La Tunisie a un régime fort certes mais pas laïc.

La présentation que vous faites du mouvement MTI-Nahha passe sous silence deux faits majeurs, c'est à dre son implication dans deux tentatives de coup d'Etat, en 1987 et en 1991.

Celle de 1987 a été revendiquée par la direction de l'époque et à sa tête Salah Kerker. Voir l'islamisme au maghreb de Burgeat et autres sources.

La tentative de 1991 n'a pas  officiellement revendiquée par la direction de ce parti notamment Rached ghannouchi, mais ce texte  مع أن الحركة إذا كانت قد أخطأت ـ و المؤكد أنها قد أخطأت ـ فليس خطؤها بحال يتعلق بمشروعية مواجهة النظام ـ فهو جدير بالمواجهة و العداء.  و إن ما تؤاخذ عليه و يؤسف على عدم حصوله هو أن هذه المواجهة لم تفض إلى تخليص الشعب من هذا الكابوس الذي مثله و لا يزال حزب الدستور اللعين و جهاز القمع المتوحش و العصابة المتسلطة.publié le 6 janvier 2010 sur tunisnews,signé par Arrahali  mais attribué à Rached ghannouchi , est plus qu'un aveu!
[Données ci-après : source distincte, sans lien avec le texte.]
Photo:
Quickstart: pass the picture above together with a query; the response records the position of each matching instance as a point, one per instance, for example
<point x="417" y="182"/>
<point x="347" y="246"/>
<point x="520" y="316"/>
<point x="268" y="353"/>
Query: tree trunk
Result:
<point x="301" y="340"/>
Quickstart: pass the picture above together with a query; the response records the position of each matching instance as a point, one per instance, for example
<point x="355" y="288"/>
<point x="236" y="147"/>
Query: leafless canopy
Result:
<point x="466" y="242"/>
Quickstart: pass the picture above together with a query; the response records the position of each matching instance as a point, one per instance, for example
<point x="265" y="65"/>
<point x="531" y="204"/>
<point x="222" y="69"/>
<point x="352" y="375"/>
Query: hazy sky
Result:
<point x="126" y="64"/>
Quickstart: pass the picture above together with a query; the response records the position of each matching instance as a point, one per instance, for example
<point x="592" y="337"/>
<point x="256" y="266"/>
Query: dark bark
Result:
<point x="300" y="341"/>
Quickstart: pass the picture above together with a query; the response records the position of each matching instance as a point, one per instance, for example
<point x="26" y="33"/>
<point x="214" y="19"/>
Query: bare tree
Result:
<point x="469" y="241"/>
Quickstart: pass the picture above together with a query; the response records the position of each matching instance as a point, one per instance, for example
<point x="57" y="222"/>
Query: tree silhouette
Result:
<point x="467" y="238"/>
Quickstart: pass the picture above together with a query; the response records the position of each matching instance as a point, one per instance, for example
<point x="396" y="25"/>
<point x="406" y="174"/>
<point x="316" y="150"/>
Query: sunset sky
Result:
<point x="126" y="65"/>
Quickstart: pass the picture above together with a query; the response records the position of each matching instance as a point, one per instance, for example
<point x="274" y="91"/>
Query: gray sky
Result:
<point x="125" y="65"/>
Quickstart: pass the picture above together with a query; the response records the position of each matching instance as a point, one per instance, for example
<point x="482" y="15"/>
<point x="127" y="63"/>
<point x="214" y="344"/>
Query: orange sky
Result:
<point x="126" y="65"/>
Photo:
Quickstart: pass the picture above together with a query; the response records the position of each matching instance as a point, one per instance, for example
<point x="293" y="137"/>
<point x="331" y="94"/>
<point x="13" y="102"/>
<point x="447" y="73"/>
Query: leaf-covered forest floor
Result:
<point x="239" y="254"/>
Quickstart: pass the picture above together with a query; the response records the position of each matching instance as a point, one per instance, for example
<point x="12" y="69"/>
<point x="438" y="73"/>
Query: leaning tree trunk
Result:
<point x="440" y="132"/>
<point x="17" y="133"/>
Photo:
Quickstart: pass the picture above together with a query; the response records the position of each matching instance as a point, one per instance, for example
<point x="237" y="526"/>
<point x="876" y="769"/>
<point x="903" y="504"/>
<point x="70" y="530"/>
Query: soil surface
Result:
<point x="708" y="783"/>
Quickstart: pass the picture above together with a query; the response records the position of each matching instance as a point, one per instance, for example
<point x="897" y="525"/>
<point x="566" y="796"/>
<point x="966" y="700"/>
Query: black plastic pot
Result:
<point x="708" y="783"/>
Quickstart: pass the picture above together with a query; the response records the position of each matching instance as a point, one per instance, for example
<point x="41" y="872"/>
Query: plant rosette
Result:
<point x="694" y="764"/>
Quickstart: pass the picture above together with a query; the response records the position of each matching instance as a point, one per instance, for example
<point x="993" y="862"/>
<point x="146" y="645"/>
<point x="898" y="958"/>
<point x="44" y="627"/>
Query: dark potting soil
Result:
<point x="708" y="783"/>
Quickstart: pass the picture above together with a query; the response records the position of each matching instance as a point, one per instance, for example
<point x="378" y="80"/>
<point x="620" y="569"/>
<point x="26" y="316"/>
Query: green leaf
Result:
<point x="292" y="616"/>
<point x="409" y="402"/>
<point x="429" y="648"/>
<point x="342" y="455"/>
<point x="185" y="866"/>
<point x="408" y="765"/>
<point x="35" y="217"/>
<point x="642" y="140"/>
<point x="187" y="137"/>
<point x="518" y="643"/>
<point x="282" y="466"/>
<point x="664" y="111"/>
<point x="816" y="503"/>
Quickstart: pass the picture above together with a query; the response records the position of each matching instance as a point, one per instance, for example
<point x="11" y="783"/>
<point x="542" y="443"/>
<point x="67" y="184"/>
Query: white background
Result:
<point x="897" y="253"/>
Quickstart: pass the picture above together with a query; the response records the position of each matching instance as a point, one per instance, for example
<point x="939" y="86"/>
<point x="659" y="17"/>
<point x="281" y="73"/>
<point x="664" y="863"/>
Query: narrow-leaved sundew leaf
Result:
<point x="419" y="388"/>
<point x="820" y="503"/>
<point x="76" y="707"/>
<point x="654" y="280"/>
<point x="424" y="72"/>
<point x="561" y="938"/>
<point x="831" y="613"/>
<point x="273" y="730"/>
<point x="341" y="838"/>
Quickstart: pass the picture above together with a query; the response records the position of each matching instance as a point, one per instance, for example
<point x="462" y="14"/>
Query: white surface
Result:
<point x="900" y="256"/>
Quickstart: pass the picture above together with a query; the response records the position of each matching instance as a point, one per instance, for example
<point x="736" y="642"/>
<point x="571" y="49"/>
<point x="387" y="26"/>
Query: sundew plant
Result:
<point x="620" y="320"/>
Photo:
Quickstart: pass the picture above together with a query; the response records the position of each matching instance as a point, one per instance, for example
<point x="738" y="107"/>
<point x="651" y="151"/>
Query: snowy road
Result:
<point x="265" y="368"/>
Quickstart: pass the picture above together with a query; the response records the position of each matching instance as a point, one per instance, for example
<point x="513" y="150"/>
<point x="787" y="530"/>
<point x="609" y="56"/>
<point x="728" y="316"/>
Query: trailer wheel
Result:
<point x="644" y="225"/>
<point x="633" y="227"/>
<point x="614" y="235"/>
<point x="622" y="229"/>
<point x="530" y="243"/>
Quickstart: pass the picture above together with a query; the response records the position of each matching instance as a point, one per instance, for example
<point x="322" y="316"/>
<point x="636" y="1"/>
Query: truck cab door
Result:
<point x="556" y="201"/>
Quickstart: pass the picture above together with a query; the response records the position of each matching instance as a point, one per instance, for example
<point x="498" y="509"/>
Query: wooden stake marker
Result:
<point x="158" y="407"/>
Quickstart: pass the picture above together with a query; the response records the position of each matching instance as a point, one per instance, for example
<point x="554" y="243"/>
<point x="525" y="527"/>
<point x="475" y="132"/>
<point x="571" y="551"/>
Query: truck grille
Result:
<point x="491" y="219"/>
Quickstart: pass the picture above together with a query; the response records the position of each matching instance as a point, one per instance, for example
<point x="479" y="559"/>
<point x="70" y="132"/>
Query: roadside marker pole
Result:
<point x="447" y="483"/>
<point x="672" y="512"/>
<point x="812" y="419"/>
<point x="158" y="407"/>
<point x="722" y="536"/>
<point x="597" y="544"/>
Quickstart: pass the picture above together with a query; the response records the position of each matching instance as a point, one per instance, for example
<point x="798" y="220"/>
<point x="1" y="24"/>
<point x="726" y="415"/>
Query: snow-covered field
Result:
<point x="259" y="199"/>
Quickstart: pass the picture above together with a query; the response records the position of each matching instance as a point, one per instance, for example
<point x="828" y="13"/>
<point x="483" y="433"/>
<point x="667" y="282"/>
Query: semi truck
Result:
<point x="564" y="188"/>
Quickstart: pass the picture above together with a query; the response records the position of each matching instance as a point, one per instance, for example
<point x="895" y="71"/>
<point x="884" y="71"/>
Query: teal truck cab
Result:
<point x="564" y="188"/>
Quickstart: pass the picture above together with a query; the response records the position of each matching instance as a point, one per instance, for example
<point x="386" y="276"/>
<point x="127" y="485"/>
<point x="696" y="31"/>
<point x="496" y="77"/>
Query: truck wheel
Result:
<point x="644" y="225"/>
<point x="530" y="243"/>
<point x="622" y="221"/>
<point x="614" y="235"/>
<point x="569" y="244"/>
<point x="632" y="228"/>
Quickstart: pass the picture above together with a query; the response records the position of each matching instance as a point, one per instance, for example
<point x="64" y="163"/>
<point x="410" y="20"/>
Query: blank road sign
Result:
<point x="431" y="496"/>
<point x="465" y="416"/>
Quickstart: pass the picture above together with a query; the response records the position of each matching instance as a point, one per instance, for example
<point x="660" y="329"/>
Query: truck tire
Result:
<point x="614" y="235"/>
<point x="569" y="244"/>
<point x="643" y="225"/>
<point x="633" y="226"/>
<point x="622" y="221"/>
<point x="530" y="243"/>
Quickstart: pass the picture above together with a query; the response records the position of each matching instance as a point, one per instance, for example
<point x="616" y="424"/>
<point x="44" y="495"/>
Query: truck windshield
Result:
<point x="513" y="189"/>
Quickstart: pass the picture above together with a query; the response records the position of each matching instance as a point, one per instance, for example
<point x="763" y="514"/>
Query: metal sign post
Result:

C'est par ces choix irresponsables de la direction de ce mouvement qu'il faut expliquer une bonne partie de ce qui s'est passé en Tunisie depuis 20 ans!

Ahmed Manai

Une parmis beaucoup!
par H-K le 23 janvier 2010

L'article commence par une erreur:" un regime laic fort". La tunisie n'est pas laique, la religion s'inscrit dans sa constitution!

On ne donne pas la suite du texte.